La historia es vieja Tiene casi 20 años: un escarabajo protegido está arrasando con los robledales de Salamanca. Es un barrenador de la madera que cava galerías en los robles y acaba debilitándolos hasta la muerte.
el agravamiento. Y, si bien es cierto que la dehesa es un ecosistema muy pequeño y localizado, su importancia económica, social y simbólica es enorme. Por tanto, la idea de una plaga que está ‘perforando’ la infraestructura productiva del oeste de España y que no se puede controlar porque está «en peligro de extinción» pone nerviosa a mucha gente.
El problema, como siempre, es que el asunto es un poco más complicado.

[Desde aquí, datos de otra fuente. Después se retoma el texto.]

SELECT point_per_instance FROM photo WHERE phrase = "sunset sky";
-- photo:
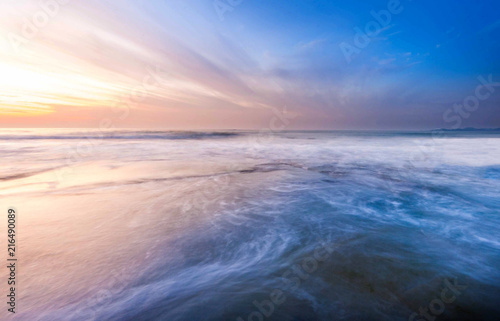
(193, 64)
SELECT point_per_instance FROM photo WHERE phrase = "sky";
(242, 64)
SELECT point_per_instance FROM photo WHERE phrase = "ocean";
(234, 225)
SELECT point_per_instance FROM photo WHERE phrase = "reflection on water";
(137, 225)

Qué es eso Cerambyx cerdo? También conocido como ‘capriconio mayor de los robles‘, es uno de los escarabajos más grandes que quedan en Europa. Es relativamente fácil reconocerlo porque tiene unas antenas enormes y desproporcionadas, más largas que el propio cuerpo.
Y sí, efectivamente, el Directiva de hábitats lo protege a nivel europeo. Es decir, los estados miembros tienen la obligación de establecer áreas especiales para su conservación.

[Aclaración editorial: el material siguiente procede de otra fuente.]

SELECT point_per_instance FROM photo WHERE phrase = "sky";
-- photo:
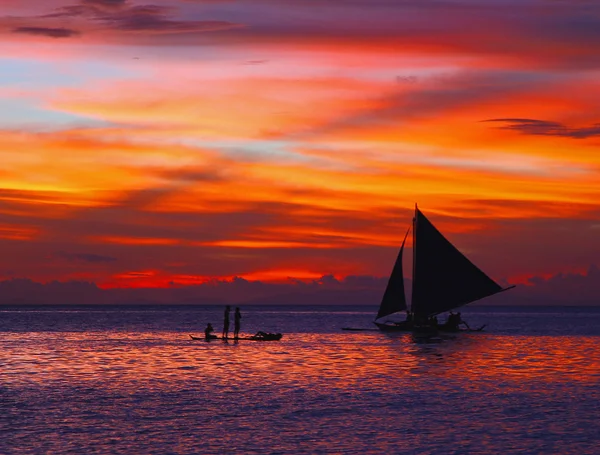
(162, 144)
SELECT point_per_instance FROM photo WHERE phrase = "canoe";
(257, 337)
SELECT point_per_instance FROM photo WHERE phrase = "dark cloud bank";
(561, 289)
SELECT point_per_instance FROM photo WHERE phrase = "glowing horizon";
(208, 140)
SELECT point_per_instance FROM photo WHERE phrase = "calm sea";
(129, 380)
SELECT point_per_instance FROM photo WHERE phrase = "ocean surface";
(129, 380)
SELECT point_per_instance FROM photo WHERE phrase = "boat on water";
(443, 280)
(259, 336)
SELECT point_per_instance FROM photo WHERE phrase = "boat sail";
(443, 279)
(394, 299)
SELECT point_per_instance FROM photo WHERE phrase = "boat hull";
(404, 326)
(265, 337)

Lo que pasa es que en España, al menos, esto ha generado problemas: a lo que ya hemos comentado de los robledales de Castilla y León, hay que añadir el caso de Baleares donde las autoridades dedican presupuestos millonarios para proteger la Sierra de Tramuntana de la superpoblación de estos insectos.
Entonces es un problema, ¿verdad? Sí, claro. Lo que pasa es que se suele ignorar un pequeño detalle: que, como dicen los estudios técnicos desde hace décadasLos árboles más susceptibles suelen ser viejos o en mal estado fisiológico. Es decir, históricamente el gran Capricornio tuvo una relación casi simbiótica con los ecosistemas: ayudaba a ‘renovar’ el bosque, eliminando árboles en mal estado.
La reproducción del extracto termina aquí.